Context: Static analyses are well-established to aid in understanding bugs or vulnerabilities during the development process or in large-scale studies. A low false-positive rate is essential for the adaption in practice and for precise results of empirical studies. Unfortunately, static analyses tend to report where a vulnerability manifests rather than the fix location. This can cause presumed false positives or imprecise results. Method: To address this problem, we designed an adaption of an existing static analysis algorithm that can distinguish between a manifestation and fix location, and reports error chains.
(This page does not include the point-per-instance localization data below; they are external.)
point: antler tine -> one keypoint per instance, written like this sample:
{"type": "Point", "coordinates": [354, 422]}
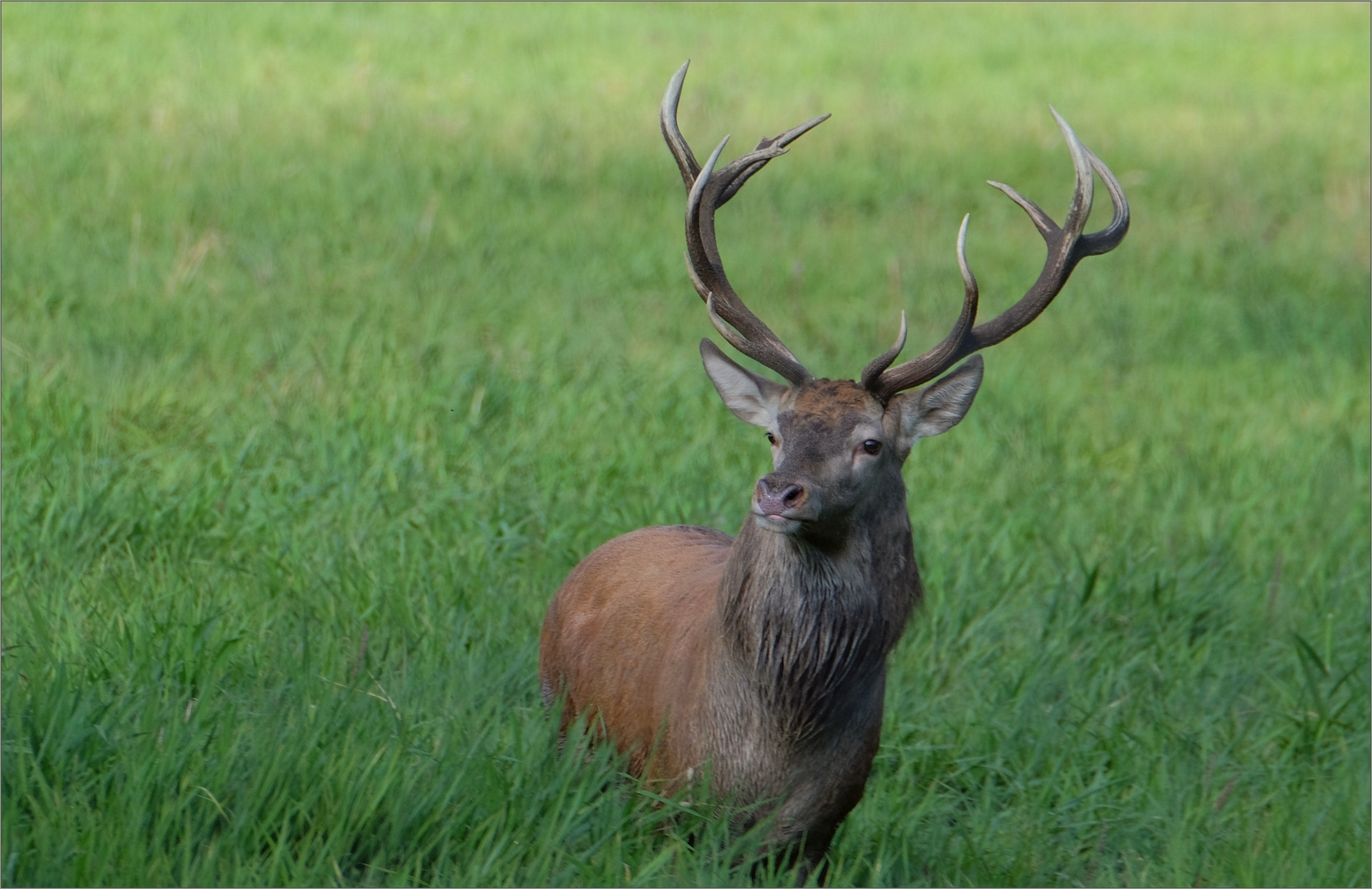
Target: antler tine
{"type": "Point", "coordinates": [673, 133]}
{"type": "Point", "coordinates": [1066, 247]}
{"type": "Point", "coordinates": [707, 191]}
{"type": "Point", "coordinates": [714, 287]}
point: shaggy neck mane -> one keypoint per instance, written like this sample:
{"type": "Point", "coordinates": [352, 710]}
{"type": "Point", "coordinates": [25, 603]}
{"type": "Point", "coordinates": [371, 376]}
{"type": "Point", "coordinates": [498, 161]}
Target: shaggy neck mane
{"type": "Point", "coordinates": [803, 621]}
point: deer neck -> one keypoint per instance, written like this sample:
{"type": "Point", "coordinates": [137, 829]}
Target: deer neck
{"type": "Point", "coordinates": [805, 617]}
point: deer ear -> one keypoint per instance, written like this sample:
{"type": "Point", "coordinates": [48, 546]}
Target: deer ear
{"type": "Point", "coordinates": [752, 398]}
{"type": "Point", "coordinates": [937, 407]}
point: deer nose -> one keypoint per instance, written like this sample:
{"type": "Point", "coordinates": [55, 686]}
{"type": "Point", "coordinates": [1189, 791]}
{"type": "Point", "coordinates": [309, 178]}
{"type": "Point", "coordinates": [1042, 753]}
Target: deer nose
{"type": "Point", "coordinates": [772, 502]}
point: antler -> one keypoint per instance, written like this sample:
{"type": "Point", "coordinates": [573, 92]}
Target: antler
{"type": "Point", "coordinates": [707, 193]}
{"type": "Point", "coordinates": [1066, 247]}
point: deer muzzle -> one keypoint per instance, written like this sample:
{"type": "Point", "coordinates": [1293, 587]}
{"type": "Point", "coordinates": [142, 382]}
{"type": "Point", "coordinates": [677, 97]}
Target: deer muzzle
{"type": "Point", "coordinates": [781, 504]}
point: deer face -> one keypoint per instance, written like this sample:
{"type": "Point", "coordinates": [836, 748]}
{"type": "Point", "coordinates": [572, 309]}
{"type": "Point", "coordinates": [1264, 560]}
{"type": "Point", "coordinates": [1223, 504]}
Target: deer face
{"type": "Point", "coordinates": [834, 444]}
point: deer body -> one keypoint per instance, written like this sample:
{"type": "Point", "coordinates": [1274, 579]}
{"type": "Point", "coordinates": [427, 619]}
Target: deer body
{"type": "Point", "coordinates": [763, 658]}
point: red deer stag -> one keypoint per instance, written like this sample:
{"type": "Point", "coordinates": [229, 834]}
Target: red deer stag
{"type": "Point", "coordinates": [764, 654]}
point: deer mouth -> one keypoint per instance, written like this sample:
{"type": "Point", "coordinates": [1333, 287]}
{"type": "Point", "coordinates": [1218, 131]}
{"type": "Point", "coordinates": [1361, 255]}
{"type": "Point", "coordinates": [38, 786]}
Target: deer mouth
{"type": "Point", "coordinates": [776, 523]}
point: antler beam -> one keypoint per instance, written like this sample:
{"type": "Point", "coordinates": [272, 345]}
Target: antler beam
{"type": "Point", "coordinates": [1066, 247]}
{"type": "Point", "coordinates": [707, 193]}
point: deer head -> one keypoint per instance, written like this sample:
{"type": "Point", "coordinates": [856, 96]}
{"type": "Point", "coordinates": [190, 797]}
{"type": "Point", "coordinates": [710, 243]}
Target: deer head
{"type": "Point", "coordinates": [838, 444]}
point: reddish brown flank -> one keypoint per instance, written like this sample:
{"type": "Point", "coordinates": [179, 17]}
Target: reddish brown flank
{"type": "Point", "coordinates": [764, 656]}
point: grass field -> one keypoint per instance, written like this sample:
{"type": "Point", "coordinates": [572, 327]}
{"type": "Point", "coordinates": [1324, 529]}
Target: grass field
{"type": "Point", "coordinates": [334, 337]}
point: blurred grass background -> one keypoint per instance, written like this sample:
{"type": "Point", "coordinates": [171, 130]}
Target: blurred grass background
{"type": "Point", "coordinates": [335, 335]}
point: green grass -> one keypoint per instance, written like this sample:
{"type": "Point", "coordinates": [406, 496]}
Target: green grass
{"type": "Point", "coordinates": [335, 337]}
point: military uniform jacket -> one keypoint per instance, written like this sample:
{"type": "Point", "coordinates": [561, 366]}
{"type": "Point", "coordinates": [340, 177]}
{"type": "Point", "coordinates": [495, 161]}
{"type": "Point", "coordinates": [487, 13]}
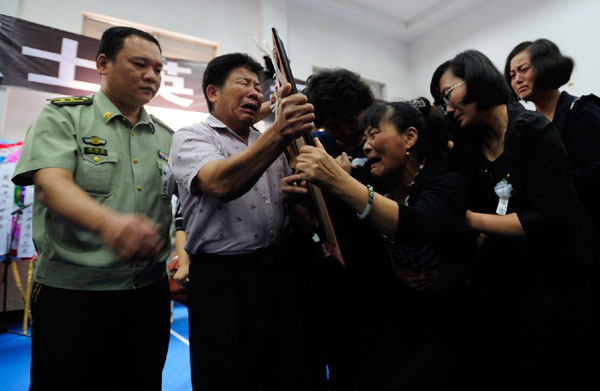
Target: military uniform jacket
{"type": "Point", "coordinates": [119, 165]}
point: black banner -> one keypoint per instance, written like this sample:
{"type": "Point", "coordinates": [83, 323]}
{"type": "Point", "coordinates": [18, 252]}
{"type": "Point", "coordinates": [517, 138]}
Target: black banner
{"type": "Point", "coordinates": [47, 59]}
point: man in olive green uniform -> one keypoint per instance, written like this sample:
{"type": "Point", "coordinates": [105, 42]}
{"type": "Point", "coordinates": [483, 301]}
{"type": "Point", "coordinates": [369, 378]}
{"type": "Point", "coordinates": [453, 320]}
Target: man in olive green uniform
{"type": "Point", "coordinates": [101, 227]}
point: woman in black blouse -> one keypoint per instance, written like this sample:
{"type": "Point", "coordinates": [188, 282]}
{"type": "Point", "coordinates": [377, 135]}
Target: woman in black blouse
{"type": "Point", "coordinates": [535, 70]}
{"type": "Point", "coordinates": [421, 218]}
{"type": "Point", "coordinates": [531, 272]}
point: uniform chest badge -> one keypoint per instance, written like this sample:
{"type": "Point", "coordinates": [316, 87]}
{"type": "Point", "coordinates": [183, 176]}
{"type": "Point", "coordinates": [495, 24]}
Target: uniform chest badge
{"type": "Point", "coordinates": [94, 140]}
{"type": "Point", "coordinates": [164, 156]}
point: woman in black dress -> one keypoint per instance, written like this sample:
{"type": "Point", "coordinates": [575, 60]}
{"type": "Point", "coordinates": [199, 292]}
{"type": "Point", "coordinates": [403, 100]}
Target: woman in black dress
{"type": "Point", "coordinates": [532, 270]}
{"type": "Point", "coordinates": [420, 213]}
{"type": "Point", "coordinates": [535, 71]}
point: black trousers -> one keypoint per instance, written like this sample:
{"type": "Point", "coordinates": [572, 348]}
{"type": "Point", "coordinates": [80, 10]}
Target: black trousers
{"type": "Point", "coordinates": [99, 340]}
{"type": "Point", "coordinates": [250, 322]}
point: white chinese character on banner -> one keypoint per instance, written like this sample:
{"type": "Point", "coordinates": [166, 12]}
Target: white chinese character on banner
{"type": "Point", "coordinates": [170, 74]}
{"type": "Point", "coordinates": [68, 61]}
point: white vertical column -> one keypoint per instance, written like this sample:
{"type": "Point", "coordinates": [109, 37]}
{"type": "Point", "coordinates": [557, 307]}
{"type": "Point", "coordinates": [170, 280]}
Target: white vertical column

An error chain represents at least two interconnected errors that occur successively, thus building the connection between the fix and manifestation location. We used our tool CogniCryptSUBS for a case study on 471 GitHub repositories, a performance benchmark to compare different analysis configurations, and conducted an expert interview. Result: We found that 50 % of the projects with a report had at least one error chain. Our runtime benchmark demonstrated that our improvement caused only a minimal runtime overhead of less than 4 %. The results of our expert interview indicate that with our adapted version participants require fewer executions of the analysis. Conclusion: Our results indicate that error chains occur frequently in real-world projects, and ignoring them can lead to imprecise evaluation results. The runtime benchmark indicates that our tool is a feasible and efficient solution for detecting error chains in real-world projects. Further, our results gave a hint that the usability of static analyses may benefit from supporting error chains.

翻译：背景：静态分析在开发过程或大规模研究中已被广泛用于辅助理解缺陷或漏洞。低误报率对于实践应用和实证研究的精确结果至关重要。然而，静态分析通常报告漏洞的表现位置而非修复位置，这可能导致误判的误报或不精确的结果。方法：为解决该问题，我们设计了一种现有静态分析算法的改编版本，能够区分表现位置与修复位置，并报告错误链。错误链代表至少两个连续发生的互连错误，从而构建修复位置与表现位置之间的关联。我们使用工具CogniCryptSUBS对471个GitHub仓库进行案例研究、性能基准测试以比较不同分析配置，并开展了专家访谈。结果：我们发现50%存在报告的项目至少包含一个错误链。运行时基准测试表明，我们的改进仅带来低于4%的极低运行时开销。专家访谈结果表明，使用改编版本后，参与者所需的分析执行次数更少。结论：研究结果表明，错误链在实际项目中频繁出现，忽略它们可能导致不精确的评估结果。运行时基准测试表明，我们的工具是检测实际项目中错误链的可行且高效的解决方案。此外，结果提示支持错误链可能提升静态分析的可用性。